Di antara mata uang Eropa, pound kembali menjadi mata uang terlemah seperti dua hari yang lalu. Pasangan pound/yen turun dari 198,890 menjadi 195,351. Hal ini menandakan penguatan yen sekitar 3,5 yen. Pada grafik 4 jam, harga telah menembus garis support 75MA dengan tubuh candle, sedangkan pada grafik harian, harga telah turun dari +2σ Bollinger Band hingga garis tengah.

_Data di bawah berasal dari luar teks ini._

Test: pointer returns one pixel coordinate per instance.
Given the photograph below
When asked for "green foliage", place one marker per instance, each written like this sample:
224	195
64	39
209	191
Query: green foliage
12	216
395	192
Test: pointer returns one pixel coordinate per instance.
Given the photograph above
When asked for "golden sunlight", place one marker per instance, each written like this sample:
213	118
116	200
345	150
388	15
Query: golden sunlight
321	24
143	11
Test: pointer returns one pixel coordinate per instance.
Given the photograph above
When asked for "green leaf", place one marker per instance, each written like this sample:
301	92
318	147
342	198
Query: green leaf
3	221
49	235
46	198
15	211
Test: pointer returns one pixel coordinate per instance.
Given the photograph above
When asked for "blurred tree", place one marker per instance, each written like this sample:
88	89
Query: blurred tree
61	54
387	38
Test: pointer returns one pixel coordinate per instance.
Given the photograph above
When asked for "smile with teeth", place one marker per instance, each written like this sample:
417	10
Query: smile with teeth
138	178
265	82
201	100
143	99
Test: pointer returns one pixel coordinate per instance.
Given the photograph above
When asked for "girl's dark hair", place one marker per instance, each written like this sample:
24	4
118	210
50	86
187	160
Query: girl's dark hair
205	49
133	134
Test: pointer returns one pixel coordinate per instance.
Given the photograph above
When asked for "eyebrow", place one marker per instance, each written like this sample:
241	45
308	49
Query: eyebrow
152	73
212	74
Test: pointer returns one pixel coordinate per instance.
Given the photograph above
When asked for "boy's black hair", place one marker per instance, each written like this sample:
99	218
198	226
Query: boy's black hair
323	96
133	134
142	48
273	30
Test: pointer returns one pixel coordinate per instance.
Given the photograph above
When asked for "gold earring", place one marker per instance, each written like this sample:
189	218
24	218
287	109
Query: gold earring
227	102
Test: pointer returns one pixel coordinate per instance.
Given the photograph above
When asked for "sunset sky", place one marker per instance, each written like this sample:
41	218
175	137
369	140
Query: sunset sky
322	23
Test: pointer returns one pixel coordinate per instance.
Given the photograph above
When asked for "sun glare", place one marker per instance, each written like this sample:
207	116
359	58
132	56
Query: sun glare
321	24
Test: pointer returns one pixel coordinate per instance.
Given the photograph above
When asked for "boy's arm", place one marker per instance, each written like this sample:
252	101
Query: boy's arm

Oleh karena itu, perlu diperhatikan apakah pound akan mengalami rebound selama sesi Eropa.
Hari ini, pukul 09.00 akan dirilis Neraca Perdagangan Korea Selatan, pukul 09.30 PMI Manufaktur Indonesia, PMI Manufaktur Malaysia, dan Indeks Harga Produsen Australia; pukul 10.45 PMI Manufaktur Caixin Tiongkok; pukul 16.00 Indeks Harga Perumahan Nationwide Inggris dan PMI Manufaktur Turki;pukul 16:30 Indeks Harga Konsumen Swiss, pukul 17:30 PMI Manufaktur Swiss, pukul 21:30 data ketenagakerjaan AS, pukul 22:45 PMI Pembelian Manajer AS, pernyataan Logan: Gubernur Bank Sentral Dallas, pukul 23:00 Indeks Manufaktur ISM AS, dan pengeluaran konstruksi AS.Perlu diperhatikan dengan cermat potensi rebound pound-yen yang telah turun sekitar 3,5 yen.